1978 war die Reise noch nicht zu Ende

Das Reisen, fremde Länder und ihre Hilfsbereitschaft ließen Jan und Alec auch nach der Reise 1977/1978 nicht los. Im letzten Kapitel des Buchs erzählen sie noch kurz von einer Reise mit ihren Kindern in Mali, wo die Familie Forman viele Jahre als Entwicklungshelfer, Missionare und Jan als Krankenschwester gelebt hat.

Warum ich dieses Buch mag

Einer der Hauptgründe, warum ich Strangers like Angels sehr mag, ist, dass dieser Bericht von einer Reise erzählt, die vor über 40 Jahren stattfand. Als noch nicht alles vernetzt, schnell und kurzlebig war. Als die Landkarte der Länder, die bereist werden konnten, noch viel größer und aus Papier war und die Autos sehr viel einfacher. Als ein Abenteuer eben noch etwas mehr Abenteuer war, als es das heute ist.

Die Welt durch die analoge Kamera von Jan und Alec zu sehen war spannend für mich. Einmal den Auslöser gedrückt, musste es damals passen. Das Ergebnis blieb schließlich wochenlang unbekannt und wenn man den Abzug in den Händen hielt, war man schon viele Kilometer weiter. So hoffte Alec nach der Überquerung einer mehr als klapprigen Brücke, dass Jan gute Aufnahmen gemacht hatte. Ein Gefühl, das wir heute nur noch selten haben.

Explmore.com

Strangers like Angels ist reich an Details und füllt den Kopf mit spannenden Bildern. Wer mehr von den beiden wissen möchte, kann bei Explmore.com reinschauen. Dort hat einer der Söhne eine schöne Webpräsenz rund um die Overlander-Story aufgebaut.

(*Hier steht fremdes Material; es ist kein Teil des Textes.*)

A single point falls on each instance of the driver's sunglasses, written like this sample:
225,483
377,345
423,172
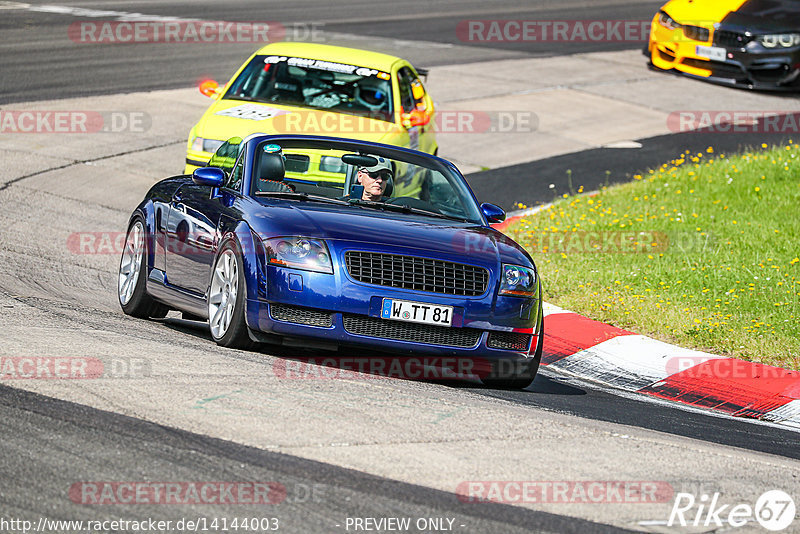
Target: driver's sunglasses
384,175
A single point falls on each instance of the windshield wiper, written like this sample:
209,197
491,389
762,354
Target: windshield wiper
300,196
404,208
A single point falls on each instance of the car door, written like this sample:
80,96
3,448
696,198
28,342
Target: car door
192,234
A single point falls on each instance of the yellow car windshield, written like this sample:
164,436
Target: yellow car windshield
315,84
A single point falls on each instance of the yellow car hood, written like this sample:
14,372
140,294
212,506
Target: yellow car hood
229,118
701,12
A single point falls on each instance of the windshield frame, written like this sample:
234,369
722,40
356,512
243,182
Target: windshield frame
473,215
387,115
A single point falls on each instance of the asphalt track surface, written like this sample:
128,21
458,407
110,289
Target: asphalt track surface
39,61
72,440
50,443
530,183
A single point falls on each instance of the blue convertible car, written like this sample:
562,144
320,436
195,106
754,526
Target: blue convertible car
281,239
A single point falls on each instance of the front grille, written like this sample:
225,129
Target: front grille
665,55
718,69
417,333
293,314
730,39
418,274
696,33
509,341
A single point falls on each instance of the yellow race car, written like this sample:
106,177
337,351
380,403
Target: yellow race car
744,43
307,88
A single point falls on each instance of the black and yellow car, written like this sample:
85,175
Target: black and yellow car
753,44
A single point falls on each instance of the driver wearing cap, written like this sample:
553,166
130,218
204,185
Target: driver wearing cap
375,179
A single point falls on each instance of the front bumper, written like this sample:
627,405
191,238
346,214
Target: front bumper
337,311
746,65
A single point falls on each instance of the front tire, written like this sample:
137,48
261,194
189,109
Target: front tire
226,298
132,274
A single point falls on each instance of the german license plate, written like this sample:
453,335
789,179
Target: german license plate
712,52
417,312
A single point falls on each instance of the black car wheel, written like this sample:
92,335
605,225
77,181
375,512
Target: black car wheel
132,274
226,296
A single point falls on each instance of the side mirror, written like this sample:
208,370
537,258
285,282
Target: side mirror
493,214
209,176
209,88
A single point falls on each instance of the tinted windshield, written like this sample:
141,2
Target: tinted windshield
414,186
315,83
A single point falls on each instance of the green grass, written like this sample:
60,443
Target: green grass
702,252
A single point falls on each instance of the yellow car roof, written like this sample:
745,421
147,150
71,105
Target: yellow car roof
339,54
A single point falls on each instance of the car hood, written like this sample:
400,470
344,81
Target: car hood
388,230
752,15
227,118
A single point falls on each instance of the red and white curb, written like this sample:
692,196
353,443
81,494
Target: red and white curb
608,355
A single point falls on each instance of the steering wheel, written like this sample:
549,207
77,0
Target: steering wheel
332,88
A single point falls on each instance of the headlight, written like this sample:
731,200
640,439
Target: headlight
299,253
667,21
201,144
518,281
780,40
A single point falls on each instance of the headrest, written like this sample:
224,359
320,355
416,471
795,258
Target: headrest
272,167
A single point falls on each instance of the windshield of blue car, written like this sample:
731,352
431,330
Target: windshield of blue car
315,84
434,191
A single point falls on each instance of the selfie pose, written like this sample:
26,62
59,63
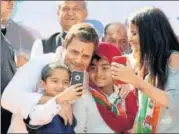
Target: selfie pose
106,107
156,51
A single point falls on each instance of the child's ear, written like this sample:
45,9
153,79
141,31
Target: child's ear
42,84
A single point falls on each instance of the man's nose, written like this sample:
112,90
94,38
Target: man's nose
78,59
99,72
61,86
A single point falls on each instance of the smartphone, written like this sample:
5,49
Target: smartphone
77,77
120,60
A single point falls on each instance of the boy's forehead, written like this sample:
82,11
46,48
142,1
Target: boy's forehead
100,62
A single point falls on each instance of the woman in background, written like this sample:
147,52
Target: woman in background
156,51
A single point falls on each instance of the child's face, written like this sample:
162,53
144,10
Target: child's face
100,73
57,82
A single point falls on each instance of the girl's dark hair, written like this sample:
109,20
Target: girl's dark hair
95,57
47,70
157,39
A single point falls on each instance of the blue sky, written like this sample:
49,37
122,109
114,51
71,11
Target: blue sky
41,15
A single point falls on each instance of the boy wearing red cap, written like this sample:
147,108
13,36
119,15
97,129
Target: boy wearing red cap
117,113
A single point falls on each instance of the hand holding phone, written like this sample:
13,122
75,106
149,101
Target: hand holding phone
77,77
120,60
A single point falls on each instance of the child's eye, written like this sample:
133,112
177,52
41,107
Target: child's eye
55,81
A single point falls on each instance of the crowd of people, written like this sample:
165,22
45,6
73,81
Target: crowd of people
140,95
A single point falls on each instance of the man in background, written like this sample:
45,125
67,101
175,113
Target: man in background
69,14
20,36
116,33
8,68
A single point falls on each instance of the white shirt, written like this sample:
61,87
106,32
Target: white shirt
37,49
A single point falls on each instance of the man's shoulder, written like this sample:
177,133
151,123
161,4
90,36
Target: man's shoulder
54,35
44,59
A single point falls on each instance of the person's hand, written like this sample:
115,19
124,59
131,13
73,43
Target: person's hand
123,73
72,93
125,90
66,113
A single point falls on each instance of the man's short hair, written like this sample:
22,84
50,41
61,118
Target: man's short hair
110,24
106,28
84,32
59,3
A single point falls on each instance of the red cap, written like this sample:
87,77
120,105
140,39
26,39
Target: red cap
108,51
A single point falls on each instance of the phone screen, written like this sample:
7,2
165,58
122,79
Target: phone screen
77,77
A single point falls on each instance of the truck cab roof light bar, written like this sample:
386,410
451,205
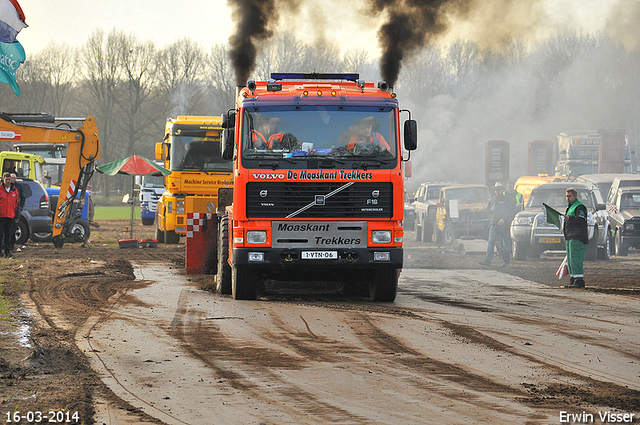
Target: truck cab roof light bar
314,76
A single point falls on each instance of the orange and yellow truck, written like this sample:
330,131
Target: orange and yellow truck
191,150
318,190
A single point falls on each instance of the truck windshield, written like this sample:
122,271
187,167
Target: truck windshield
197,150
319,131
556,198
153,181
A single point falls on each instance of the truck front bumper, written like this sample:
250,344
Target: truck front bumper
290,261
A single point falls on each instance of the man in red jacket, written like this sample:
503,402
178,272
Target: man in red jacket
9,202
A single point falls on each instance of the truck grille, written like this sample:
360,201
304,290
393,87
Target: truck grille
359,200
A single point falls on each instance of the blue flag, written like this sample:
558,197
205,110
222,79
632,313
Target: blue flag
11,56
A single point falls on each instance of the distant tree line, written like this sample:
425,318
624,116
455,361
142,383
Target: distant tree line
461,96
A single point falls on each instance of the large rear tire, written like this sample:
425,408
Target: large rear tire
80,231
223,275
437,235
244,283
159,234
384,285
426,232
448,235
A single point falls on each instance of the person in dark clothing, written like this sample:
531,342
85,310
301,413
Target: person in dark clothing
503,209
8,167
576,235
9,202
21,203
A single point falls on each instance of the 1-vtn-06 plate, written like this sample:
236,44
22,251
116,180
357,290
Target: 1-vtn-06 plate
324,235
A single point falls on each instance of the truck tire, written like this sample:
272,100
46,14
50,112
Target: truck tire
591,250
244,283
384,285
80,231
437,234
41,237
159,234
223,275
448,235
426,232
22,232
520,250
171,237
621,249
58,242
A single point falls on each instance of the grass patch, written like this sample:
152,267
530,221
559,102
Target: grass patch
5,304
120,212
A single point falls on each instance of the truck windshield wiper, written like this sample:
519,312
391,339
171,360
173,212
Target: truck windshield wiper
276,162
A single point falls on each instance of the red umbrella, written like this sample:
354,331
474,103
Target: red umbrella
133,165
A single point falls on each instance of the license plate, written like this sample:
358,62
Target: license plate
550,240
319,255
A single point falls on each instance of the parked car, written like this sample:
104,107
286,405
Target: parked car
462,211
424,202
531,234
624,213
525,184
626,180
36,214
605,181
409,213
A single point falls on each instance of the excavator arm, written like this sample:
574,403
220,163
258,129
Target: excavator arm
83,149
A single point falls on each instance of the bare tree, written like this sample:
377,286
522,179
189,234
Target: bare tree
136,92
283,53
355,60
102,72
181,69
220,79
57,65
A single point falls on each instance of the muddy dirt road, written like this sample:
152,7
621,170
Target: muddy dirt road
126,337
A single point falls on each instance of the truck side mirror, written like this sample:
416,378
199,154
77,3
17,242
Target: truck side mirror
227,143
410,135
228,120
159,150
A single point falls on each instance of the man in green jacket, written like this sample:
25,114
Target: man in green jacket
576,235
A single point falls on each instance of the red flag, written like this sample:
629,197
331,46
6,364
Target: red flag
11,20
563,270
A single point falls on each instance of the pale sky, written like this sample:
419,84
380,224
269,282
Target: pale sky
209,21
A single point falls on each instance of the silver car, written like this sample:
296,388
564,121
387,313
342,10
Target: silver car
531,234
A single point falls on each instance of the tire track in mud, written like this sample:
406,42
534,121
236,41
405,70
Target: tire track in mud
599,388
533,394
206,342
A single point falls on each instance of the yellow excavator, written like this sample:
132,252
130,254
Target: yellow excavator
83,149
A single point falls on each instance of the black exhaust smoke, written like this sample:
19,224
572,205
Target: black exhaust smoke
252,19
411,25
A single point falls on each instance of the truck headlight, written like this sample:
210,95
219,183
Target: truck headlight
381,236
256,236
524,221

Einen kleinen Ausschnitt aus dem Buch findet ihr bei uns unter: Als Reisen noch Abenteuer waren.

Das Buch ist bisher nur in englischer Sprache erschienen.

Das Buch bei uns im Shop kaufen: Strangers like Angels.

Persönliches

Nik und ich hatten das Privileg Jan und Alec dieses Jahr persönlich kennenzulernen. Sie luden uns kurzerhand zum Essen ein, als sie erfuhren, dass wir in der Nähe sind. Die beiden waren wahnsinnig nett zu uns und wir fühlten uns gleich wohl. Leider steht der alte Land Rover aus bestimmten Gründen doch etwas traurig im Garten der beiden. Viele Jahre ist Alec nicht dazu gekommen, ihn zu pflegen und zu warten. Manchmal gibt es eben Wichtigeres im Leben. Aber er hat noch etwas mit dem alten Schätzchen vor. Wir drücken ihm und Jan alle Daumen, dass sie in Zukunft wieder stolz mit ihm durch die Straßen im Breisgau fahren können.